Just a reminder...that Maryland had a budget surplus of $7.5B...and yet the currently elected officials did not use that money to provide us with a little bit of a break at the gas pumps TODAY or with the upcoming increase.

It is time for major changes in Annapolis.

My first thought upon reading this was disappointment. Rising fuel costs are an opportunity for some self-reflection both individually and as a community. Do we really need to be so car-dependent? What can we do to “break the habit”? If the days of affordable gas are coming to an end, what are we preparing to take their place?

My second thought was anger. If I were to have responded (I didn’t) my words would have looked something like this:

Just a reminder...that Maryland had all the funding lined up for the Red Line…and yet the currently elected Governor of Maryland killed the project that would have connected people with desperately needed jobs and left the transit community struggling to fill the hole his decision created. 
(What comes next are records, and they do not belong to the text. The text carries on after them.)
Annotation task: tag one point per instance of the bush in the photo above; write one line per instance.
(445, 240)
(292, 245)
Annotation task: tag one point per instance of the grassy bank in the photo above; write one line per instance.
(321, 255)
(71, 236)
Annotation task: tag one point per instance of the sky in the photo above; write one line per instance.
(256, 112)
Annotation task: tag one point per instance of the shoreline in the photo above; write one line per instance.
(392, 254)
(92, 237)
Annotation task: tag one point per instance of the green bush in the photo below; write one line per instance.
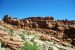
(28, 46)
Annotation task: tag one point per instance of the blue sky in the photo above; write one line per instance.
(59, 9)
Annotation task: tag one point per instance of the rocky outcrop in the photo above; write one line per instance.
(47, 25)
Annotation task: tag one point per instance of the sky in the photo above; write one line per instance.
(59, 9)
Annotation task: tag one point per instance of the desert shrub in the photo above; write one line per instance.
(22, 36)
(28, 46)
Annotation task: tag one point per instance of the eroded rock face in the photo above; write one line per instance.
(47, 25)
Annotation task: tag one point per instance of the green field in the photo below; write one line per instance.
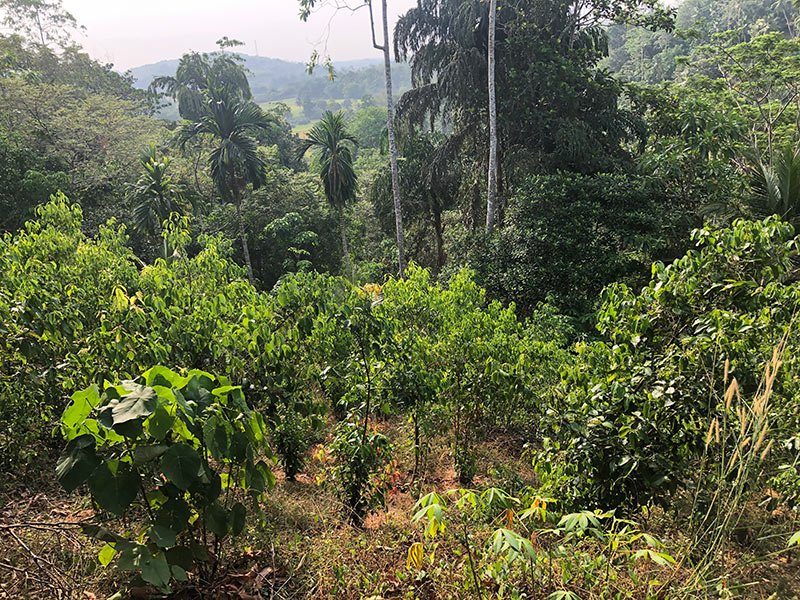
(296, 117)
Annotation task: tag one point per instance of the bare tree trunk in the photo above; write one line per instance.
(343, 227)
(491, 199)
(387, 64)
(437, 225)
(237, 199)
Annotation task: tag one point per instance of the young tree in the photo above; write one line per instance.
(234, 162)
(155, 193)
(43, 22)
(330, 138)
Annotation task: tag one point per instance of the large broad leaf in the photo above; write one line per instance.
(181, 465)
(101, 533)
(114, 486)
(174, 514)
(160, 423)
(161, 536)
(139, 403)
(217, 520)
(154, 568)
(180, 556)
(80, 406)
(217, 435)
(164, 376)
(77, 462)
(144, 454)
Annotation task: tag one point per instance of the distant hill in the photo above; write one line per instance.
(274, 79)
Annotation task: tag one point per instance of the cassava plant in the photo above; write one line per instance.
(186, 451)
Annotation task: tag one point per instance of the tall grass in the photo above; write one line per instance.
(737, 445)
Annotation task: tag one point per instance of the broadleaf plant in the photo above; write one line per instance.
(187, 449)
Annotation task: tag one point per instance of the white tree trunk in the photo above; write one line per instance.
(491, 199)
(243, 235)
(387, 64)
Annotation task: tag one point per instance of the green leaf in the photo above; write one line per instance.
(101, 533)
(179, 573)
(217, 520)
(78, 462)
(181, 465)
(80, 406)
(144, 454)
(163, 376)
(174, 514)
(256, 476)
(161, 536)
(159, 424)
(238, 515)
(180, 556)
(114, 486)
(106, 554)
(217, 436)
(139, 403)
(154, 568)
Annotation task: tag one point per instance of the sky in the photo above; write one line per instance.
(129, 33)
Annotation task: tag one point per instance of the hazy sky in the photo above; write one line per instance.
(129, 33)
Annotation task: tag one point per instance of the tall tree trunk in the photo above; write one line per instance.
(387, 65)
(343, 227)
(491, 199)
(437, 225)
(237, 200)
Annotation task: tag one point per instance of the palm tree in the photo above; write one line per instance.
(776, 187)
(234, 162)
(197, 73)
(332, 142)
(155, 193)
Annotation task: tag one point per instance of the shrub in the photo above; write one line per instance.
(186, 449)
(567, 236)
(636, 406)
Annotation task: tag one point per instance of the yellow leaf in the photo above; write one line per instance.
(509, 518)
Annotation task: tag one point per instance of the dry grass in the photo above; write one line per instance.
(307, 549)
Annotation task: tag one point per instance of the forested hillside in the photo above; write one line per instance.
(278, 81)
(510, 314)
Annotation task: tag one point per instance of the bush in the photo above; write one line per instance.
(636, 406)
(187, 449)
(567, 236)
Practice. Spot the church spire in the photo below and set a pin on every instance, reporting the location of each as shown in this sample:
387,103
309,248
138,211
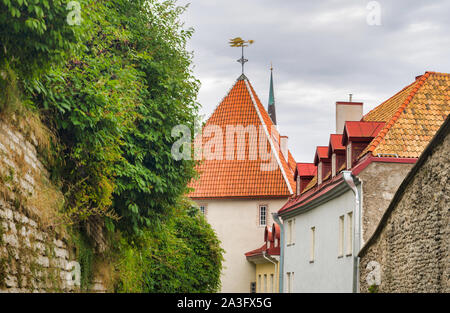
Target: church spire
271,105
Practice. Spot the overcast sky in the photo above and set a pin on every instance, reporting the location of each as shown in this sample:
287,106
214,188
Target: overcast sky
321,51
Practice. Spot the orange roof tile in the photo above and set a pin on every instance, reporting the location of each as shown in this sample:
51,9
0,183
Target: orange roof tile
410,119
243,178
412,116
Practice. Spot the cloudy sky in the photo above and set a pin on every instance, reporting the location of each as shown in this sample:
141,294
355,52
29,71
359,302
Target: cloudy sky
321,51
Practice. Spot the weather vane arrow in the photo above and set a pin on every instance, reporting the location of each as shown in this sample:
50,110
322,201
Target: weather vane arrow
239,42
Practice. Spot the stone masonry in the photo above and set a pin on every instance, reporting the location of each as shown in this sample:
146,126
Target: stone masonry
33,258
411,245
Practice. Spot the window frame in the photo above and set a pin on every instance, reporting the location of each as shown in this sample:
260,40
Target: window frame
348,155
312,253
205,208
333,164
349,250
319,173
341,237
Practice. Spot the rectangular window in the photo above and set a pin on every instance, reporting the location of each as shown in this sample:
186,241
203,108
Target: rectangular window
253,287
288,282
262,215
265,283
203,209
333,164
319,173
290,234
259,283
271,283
291,283
341,236
349,233
349,155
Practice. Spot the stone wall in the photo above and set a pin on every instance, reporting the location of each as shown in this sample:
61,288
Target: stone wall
380,181
411,244
34,256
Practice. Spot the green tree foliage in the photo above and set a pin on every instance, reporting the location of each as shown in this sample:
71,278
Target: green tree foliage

One thing I agree with. It is time for a major change in Annapolis. 

We need a Governor who takes transit and environmental issues seriously and can think beyond widening highways and clamoring for cheaper gas at the pump. Someone who thinks that getting to work in Baltimore City is as important as in Howard (or Carroll) County.

In the end the point is more than the price of gasoline. It’s the cost of what all this commuting in individual cars is doing to us, our communities, and the planet.